# Hbsp



## rickyble (Apr 28, 2011)

Hit the surf Sat afternoon Sunday afternoon and this morning around 6am. Sat and Sunday too windy and dirty. Two small whitings using shrimp and fishbite blood worms. This morning dug up a few sand fleas and hit the jackpot. Two slot reddrums and one bull whiting. They will be on the menu for tonights dining enjoyment.


----------



## surfmom (Nov 3, 2012)

thank you glad to finally get a good surf report!


----------



## rickyble (Apr 28, 2011)

broiled them all last night and of course they were absolutely delicious. going to try to hit the surf again later around lunch down at hbsp


----------



## BubbaHoTep (May 26, 2008)

Great work. Thanks for the report.


----------



## Razor1138 (Jun 13, 2012)

Heading down there to camp and fish Sat, Sun, and Mon with my buddy and brother in law...good to hear.


----------



## rickyble (Apr 28, 2011)

Went back down to HBSP this am fished 6-8am; Caught the tide going out. Fished one rod shrimp one rod sandflea. 1 shark and 1 nice big pomp. Right in the suds. I know its not too good of a pic but the ruler is 17 1/2 from nose to fork. Its in the broiler tonigh for supper.


----------



## Scooter2001 (Nov 2, 2009)

rickyble said:


> View attachment 15383
> Went back down to HBSP this am fished 6-8am; Caught the tide going out. Fished one rod shrimp one rod sandflea. 1 shark and 1 nice big pomp. Right in the suds. I know its not too good of a pic but the ruler is 17 1/2 from nose to fork. Its in the broiler tonigh for supper.

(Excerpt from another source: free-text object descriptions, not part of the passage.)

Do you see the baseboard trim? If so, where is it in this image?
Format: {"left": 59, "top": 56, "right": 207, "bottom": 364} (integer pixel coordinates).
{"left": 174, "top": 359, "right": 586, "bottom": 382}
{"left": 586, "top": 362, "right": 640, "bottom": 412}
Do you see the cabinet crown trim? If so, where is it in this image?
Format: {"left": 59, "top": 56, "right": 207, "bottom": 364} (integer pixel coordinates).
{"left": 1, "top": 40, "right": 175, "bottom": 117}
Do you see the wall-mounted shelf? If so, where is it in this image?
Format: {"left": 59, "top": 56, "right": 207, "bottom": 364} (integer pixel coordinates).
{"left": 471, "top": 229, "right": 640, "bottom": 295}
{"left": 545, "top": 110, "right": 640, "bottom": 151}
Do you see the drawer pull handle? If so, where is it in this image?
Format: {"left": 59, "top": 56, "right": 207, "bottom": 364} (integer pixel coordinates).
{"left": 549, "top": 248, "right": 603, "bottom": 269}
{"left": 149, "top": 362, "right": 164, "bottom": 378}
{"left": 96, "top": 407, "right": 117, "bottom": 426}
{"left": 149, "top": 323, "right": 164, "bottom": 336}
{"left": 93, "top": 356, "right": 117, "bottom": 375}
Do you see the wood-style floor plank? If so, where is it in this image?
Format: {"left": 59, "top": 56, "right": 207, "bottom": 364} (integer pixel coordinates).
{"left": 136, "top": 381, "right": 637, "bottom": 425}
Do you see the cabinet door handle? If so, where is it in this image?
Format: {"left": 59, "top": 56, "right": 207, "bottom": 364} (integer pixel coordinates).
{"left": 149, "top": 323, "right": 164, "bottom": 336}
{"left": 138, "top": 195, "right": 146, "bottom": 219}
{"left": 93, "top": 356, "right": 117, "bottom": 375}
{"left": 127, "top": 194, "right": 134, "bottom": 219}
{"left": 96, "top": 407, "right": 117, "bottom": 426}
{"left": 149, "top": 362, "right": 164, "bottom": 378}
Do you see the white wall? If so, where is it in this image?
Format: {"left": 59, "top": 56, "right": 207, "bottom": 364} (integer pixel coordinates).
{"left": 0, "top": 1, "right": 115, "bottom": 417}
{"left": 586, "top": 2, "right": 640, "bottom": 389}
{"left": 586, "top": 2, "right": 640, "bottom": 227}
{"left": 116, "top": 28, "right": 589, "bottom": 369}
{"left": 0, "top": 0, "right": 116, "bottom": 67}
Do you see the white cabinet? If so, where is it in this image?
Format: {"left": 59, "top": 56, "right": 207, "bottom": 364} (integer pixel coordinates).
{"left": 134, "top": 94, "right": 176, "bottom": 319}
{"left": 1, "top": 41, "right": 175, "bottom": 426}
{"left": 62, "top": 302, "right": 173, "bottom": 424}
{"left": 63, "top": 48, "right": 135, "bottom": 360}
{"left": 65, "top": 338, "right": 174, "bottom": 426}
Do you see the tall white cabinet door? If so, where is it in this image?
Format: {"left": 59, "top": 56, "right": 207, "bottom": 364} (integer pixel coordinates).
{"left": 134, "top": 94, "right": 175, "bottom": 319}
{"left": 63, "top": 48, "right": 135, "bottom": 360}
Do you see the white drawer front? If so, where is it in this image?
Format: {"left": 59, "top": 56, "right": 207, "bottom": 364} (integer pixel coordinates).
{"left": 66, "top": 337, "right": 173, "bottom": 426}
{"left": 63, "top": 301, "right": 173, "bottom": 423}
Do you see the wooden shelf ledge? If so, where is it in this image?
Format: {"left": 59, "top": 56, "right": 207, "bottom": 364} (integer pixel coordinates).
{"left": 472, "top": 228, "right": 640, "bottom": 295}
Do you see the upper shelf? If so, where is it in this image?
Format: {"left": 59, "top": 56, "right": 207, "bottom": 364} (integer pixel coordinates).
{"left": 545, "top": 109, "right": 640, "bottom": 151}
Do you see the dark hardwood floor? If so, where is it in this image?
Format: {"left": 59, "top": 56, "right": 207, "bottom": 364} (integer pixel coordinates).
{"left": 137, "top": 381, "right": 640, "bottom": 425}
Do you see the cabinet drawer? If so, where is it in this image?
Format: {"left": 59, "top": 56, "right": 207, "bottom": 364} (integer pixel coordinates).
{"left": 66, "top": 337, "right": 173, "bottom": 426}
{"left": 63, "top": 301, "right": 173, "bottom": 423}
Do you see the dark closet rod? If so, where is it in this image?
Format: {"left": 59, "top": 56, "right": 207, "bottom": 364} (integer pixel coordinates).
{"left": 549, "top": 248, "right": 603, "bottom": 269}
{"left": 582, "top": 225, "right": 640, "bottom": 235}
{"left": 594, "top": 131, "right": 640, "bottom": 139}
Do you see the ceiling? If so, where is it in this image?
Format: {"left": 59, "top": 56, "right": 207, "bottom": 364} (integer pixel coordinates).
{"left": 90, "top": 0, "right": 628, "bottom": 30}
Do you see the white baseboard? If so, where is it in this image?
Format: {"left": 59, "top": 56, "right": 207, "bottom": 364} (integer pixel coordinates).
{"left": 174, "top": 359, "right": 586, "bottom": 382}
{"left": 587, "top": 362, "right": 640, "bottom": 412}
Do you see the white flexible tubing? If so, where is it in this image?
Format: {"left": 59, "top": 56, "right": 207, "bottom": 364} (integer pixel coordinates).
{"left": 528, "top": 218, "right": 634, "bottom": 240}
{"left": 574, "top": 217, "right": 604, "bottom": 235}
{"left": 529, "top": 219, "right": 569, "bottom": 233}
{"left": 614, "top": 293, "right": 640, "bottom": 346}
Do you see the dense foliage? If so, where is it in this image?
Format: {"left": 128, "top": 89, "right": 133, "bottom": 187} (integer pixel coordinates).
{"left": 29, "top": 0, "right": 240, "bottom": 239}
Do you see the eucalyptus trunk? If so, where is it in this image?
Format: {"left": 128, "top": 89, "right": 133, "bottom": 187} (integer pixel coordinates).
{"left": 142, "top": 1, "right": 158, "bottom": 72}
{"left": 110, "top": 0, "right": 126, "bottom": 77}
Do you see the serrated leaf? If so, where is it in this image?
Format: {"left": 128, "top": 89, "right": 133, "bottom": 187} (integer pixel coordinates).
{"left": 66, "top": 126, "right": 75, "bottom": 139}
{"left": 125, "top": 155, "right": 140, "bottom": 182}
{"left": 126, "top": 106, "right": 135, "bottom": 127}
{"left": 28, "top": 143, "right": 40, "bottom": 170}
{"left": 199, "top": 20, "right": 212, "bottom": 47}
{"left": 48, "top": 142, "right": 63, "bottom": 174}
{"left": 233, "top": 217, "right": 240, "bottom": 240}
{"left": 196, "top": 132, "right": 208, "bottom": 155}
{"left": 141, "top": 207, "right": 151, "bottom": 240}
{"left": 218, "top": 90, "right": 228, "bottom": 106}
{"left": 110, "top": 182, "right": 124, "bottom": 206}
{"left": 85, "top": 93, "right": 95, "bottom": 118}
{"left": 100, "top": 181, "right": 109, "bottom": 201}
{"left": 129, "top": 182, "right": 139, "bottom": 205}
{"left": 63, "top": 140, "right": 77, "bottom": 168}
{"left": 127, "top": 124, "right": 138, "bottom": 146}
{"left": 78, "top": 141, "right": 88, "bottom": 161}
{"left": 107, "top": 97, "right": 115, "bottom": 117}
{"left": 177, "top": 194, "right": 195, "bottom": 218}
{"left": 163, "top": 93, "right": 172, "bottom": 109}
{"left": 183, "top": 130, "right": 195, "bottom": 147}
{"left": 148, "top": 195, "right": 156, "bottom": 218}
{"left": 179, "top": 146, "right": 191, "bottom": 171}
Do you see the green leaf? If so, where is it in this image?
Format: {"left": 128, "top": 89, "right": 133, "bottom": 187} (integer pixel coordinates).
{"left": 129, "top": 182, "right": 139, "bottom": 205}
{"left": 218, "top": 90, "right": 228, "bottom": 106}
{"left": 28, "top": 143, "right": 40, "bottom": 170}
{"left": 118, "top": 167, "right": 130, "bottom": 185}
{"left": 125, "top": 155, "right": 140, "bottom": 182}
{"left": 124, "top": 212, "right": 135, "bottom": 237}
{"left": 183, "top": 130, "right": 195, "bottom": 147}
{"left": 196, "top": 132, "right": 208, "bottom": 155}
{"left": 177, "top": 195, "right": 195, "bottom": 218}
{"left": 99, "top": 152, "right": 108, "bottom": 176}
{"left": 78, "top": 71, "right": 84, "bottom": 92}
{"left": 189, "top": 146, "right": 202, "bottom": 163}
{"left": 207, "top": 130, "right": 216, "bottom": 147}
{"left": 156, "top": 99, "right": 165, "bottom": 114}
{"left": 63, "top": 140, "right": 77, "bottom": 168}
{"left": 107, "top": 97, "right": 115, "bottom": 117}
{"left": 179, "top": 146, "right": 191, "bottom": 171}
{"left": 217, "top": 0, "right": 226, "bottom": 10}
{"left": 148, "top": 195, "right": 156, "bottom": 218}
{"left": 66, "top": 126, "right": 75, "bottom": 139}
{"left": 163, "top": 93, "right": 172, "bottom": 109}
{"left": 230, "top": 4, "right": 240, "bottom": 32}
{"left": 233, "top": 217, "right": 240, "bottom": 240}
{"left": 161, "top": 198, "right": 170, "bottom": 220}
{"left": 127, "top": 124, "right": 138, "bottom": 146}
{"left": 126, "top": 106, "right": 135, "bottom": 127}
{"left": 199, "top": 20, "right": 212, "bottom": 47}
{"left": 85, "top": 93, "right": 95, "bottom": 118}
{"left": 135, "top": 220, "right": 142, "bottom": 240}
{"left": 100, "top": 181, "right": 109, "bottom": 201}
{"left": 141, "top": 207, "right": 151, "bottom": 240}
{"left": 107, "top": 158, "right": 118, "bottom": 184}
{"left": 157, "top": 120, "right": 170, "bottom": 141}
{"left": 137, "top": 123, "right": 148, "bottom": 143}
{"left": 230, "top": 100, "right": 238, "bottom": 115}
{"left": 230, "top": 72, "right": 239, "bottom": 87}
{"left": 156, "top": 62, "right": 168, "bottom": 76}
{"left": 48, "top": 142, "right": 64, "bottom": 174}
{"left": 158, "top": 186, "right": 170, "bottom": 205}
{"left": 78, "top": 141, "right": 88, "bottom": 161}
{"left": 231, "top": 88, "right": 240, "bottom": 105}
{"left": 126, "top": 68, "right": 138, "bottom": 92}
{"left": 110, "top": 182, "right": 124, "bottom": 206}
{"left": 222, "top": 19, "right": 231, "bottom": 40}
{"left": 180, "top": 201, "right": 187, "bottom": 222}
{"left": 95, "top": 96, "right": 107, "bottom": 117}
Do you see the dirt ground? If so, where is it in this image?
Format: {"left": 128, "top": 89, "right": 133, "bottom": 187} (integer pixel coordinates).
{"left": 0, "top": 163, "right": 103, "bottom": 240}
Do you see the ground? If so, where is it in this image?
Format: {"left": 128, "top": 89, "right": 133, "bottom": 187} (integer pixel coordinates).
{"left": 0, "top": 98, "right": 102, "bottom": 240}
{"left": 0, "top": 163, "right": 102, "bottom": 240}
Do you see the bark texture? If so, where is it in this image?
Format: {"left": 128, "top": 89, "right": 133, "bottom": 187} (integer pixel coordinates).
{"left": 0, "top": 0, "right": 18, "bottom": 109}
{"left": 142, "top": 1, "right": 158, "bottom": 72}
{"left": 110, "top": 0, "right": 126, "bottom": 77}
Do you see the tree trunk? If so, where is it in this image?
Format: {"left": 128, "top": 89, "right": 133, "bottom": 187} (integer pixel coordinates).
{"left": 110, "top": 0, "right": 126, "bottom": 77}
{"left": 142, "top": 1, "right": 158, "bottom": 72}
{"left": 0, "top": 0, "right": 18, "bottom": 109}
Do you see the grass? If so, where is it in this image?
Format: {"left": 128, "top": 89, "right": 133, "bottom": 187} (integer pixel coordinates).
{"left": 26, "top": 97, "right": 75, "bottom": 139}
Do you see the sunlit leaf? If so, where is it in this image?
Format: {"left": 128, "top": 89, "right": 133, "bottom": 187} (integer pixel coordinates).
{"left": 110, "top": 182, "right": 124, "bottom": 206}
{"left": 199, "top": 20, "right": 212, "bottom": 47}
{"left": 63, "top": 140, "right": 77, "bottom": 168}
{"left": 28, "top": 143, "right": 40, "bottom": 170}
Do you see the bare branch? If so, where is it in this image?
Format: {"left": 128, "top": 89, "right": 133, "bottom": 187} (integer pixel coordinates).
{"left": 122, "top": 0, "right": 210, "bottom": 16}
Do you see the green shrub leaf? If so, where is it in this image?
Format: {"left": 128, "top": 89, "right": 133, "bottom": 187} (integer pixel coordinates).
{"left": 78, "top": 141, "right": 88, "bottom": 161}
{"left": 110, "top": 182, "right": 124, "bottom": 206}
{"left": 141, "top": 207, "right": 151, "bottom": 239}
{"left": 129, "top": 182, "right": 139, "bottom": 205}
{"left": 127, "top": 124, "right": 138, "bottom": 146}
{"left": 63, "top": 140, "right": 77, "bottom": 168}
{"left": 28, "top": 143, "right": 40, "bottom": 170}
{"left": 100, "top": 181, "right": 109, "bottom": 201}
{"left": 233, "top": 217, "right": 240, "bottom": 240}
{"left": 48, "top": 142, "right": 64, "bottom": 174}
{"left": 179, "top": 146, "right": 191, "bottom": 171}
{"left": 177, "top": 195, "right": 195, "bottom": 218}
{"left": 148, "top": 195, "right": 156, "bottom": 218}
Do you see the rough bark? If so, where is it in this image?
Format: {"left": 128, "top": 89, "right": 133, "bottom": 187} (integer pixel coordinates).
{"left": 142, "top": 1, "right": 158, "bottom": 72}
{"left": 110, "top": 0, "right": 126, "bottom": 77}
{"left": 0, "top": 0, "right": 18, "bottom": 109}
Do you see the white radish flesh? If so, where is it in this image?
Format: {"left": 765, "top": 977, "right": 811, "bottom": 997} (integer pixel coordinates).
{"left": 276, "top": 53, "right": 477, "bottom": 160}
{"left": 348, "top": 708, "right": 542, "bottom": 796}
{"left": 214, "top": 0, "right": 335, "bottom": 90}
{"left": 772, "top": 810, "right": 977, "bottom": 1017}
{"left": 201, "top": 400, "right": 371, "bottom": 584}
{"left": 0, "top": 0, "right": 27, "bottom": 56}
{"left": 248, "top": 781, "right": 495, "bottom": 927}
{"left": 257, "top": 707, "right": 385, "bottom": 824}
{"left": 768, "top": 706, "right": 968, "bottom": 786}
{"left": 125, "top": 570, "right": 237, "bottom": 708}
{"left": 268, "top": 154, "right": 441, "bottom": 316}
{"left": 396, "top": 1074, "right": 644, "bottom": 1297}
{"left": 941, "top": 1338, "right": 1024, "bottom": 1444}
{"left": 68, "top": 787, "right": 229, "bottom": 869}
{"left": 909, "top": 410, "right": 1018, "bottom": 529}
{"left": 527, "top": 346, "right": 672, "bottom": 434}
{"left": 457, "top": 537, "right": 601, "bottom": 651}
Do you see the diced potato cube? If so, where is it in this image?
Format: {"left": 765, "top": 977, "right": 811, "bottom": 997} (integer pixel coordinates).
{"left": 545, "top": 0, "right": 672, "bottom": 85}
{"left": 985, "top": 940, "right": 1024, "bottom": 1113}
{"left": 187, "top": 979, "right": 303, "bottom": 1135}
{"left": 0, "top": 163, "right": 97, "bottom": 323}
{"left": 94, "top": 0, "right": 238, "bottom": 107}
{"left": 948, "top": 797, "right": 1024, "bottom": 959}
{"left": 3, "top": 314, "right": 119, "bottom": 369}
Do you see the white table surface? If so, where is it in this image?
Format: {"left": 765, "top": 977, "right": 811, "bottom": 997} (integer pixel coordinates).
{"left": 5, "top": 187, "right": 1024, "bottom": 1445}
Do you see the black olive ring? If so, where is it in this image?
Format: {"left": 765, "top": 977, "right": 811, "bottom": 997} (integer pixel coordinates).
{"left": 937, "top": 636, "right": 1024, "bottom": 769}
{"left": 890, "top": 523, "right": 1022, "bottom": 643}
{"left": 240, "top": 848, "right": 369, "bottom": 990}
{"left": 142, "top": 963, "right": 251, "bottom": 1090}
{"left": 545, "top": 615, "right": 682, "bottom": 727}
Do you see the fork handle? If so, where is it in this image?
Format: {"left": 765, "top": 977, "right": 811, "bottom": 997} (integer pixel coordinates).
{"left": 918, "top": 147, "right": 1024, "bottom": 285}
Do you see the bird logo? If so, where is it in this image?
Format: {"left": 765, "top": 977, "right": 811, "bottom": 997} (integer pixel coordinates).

Dinner is served for sure. Nice pomp.


----------



## msutroutslayer (May 15, 2014)

Pretty fish man...


----------



## rickyble (Apr 28, 2011)

Unfortunately it will be back to the office Monday. Heading back to winston early am tomorrow. Ill be back in two weeks for some more work on the place and surf fishing on the side. Have fun and tight lines.


----------



## Digger54 (Sep 11, 2012)

Nice Pomp! Good for you!


----------